Бесспорно, революция многое смыла, но еще сколько, но еще сколько осталось!.. И вот опять и вновь приходится спрашивать, когда же это переведется?..

…Я замечал также, что взрослые говорят одно знакомым и родным в глаза и другое, когда их нет. Приезжает в гости учитель Воздвиженский или доктор Карпов. Их радушно угощают, их хвалят: у Воздвиженского школа на всю округу, а в докторе Карпове больные души не чают. С отъездом же гостей обнаруживается: Воздвиженский – учитель может быть по натуре и недурный, но сильно «зашибает» и тогда лупит ребят линейкой по головам, не разбирая ни правых, ни виновных, – доктор же Карпов падок на мзду, играет «напропалую» в карты, и от них его часто не оторвешь к больным; притом же супружница у него чистая ведьма, гордячка и только и делает что поджимает губы и неизвестно что о себе воображает.
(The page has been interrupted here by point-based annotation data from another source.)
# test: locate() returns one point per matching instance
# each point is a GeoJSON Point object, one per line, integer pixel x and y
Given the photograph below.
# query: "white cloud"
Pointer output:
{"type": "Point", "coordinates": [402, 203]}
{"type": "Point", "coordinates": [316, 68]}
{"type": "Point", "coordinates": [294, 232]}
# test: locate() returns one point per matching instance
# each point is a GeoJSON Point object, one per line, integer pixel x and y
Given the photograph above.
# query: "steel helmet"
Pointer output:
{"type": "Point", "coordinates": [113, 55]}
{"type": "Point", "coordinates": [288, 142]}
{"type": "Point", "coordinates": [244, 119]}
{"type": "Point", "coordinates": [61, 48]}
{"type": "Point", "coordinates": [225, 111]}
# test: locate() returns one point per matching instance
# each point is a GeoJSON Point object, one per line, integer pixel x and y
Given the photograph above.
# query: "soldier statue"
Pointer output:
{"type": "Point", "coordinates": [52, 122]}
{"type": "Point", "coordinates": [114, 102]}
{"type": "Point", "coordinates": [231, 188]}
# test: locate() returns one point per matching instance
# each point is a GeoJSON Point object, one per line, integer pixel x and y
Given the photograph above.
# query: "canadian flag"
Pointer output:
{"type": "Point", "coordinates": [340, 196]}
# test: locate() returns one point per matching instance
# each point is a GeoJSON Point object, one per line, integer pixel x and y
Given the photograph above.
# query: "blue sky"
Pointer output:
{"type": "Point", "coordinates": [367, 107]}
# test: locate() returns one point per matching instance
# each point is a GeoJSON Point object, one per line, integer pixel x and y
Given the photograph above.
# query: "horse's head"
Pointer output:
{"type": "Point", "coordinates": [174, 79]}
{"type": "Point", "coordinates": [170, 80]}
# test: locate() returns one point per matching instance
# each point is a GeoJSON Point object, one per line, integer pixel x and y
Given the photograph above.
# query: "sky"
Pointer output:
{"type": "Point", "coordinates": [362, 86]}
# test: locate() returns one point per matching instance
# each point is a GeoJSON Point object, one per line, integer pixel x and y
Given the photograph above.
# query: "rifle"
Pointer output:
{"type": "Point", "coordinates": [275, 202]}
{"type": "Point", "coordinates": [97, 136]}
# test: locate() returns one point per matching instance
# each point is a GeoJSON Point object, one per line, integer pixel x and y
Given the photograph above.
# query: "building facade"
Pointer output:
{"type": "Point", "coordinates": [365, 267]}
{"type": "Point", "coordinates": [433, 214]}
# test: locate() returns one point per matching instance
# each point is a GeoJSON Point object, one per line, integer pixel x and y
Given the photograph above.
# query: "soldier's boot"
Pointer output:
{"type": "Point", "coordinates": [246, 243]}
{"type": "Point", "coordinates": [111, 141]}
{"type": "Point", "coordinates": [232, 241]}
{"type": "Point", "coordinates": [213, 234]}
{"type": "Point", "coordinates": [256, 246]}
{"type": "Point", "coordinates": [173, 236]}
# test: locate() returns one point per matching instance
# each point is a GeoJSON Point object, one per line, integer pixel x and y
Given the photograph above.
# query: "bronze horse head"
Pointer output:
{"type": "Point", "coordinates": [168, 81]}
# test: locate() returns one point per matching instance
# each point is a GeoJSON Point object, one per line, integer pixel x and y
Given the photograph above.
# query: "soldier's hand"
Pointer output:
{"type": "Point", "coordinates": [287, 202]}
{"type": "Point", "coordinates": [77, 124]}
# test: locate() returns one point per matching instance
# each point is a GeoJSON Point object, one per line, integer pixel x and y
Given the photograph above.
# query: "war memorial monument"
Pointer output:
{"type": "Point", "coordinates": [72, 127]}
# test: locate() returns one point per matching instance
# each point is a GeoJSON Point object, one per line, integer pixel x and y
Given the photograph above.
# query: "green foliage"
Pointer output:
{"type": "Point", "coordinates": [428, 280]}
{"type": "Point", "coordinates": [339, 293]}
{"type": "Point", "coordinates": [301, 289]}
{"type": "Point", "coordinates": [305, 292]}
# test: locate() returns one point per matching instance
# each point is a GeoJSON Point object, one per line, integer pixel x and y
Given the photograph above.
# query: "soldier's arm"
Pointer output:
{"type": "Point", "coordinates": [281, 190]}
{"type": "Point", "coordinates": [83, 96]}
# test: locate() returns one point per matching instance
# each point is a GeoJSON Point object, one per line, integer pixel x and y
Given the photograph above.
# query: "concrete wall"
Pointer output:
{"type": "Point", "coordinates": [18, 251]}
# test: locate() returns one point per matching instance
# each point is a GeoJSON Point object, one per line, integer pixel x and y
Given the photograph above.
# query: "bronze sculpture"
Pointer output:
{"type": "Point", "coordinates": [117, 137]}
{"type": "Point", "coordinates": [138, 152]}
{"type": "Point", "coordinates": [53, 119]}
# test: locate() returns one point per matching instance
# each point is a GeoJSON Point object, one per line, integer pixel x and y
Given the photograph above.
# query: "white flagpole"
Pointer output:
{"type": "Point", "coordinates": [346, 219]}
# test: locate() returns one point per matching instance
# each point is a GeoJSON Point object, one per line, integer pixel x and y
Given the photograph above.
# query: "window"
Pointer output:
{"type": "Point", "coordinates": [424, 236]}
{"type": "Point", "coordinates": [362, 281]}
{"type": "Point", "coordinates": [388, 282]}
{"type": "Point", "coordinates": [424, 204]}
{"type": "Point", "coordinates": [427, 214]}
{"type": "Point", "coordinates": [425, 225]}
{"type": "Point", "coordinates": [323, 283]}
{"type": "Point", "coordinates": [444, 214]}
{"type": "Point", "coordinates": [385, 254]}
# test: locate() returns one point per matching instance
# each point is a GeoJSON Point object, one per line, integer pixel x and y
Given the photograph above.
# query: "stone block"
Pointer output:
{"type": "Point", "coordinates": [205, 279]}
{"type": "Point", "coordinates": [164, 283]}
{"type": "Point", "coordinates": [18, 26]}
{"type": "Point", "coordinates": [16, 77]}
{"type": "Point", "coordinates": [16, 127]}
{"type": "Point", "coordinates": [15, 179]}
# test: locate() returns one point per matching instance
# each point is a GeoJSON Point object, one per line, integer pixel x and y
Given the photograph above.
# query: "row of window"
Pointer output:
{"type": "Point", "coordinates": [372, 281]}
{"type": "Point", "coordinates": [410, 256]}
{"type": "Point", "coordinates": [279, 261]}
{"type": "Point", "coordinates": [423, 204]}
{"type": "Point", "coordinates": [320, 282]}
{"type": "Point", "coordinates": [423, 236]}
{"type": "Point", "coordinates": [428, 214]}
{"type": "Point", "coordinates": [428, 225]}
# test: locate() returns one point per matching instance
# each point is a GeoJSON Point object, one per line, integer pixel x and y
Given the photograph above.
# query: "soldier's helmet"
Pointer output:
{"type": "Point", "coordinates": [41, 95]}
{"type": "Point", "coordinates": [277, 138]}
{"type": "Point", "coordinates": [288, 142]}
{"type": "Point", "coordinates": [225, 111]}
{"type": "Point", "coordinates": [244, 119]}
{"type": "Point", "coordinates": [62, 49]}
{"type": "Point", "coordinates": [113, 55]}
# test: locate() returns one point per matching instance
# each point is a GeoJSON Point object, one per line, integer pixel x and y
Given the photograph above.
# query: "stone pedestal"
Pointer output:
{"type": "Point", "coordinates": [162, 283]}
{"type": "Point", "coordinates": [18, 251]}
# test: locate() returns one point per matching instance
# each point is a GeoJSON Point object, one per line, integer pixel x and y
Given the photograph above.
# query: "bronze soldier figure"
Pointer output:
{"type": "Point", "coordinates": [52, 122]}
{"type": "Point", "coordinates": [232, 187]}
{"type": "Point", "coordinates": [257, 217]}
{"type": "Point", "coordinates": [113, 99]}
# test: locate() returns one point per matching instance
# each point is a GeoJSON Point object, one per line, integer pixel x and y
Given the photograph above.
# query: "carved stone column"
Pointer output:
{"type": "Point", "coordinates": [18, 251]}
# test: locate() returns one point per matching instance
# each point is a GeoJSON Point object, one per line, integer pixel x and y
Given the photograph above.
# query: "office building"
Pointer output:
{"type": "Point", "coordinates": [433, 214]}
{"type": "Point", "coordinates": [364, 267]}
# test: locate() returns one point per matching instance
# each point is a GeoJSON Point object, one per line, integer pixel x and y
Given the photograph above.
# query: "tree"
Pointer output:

В то же время меня учили говорить одну истинную правду. Правды требуют люди. И опять я видел вокруг себя «ненастоященское». Я приглядывался к родным и сравнивал их с Алексеем, с Натальей, с Иваном, с мужиками-соседями. Разговоры, суждения этих людей тоже не отличались ни сложностью, ни новизной, но их мнения неразрывно связывались с трудом и бытом деревенским. Тут все было просто, ясно, необходимо. Работник Николая Ивановича, Спиридон, говорил о погоде, о том, что завтра надо боронить или пахать, лениво переругивался с кухаркой из-за обеда, поданного с запозданием. Наталья рассказывала о пожаре в Терпигоревке, о падеже скота в Мордове – мужики и бабы воем там воют; Алексей жестами объяснял, назавтра ему итти в кусты ломать к зиме веники. Справный Перепелкин жалел, что у него стащили гужи, и в двадцатый раз повторял, как он оставил их на гумне и не успел отвернуться, а гужей уже нет и в помине: леший их, что ли, уволок! – Все это соответствовало житью-бытью, из него исходило, к нему возвращалось, и даже пересуды здесь накрепко связывались с трудовой жизнью. И я смутно чувствовал правду этой жизни и неправду жизни нашей.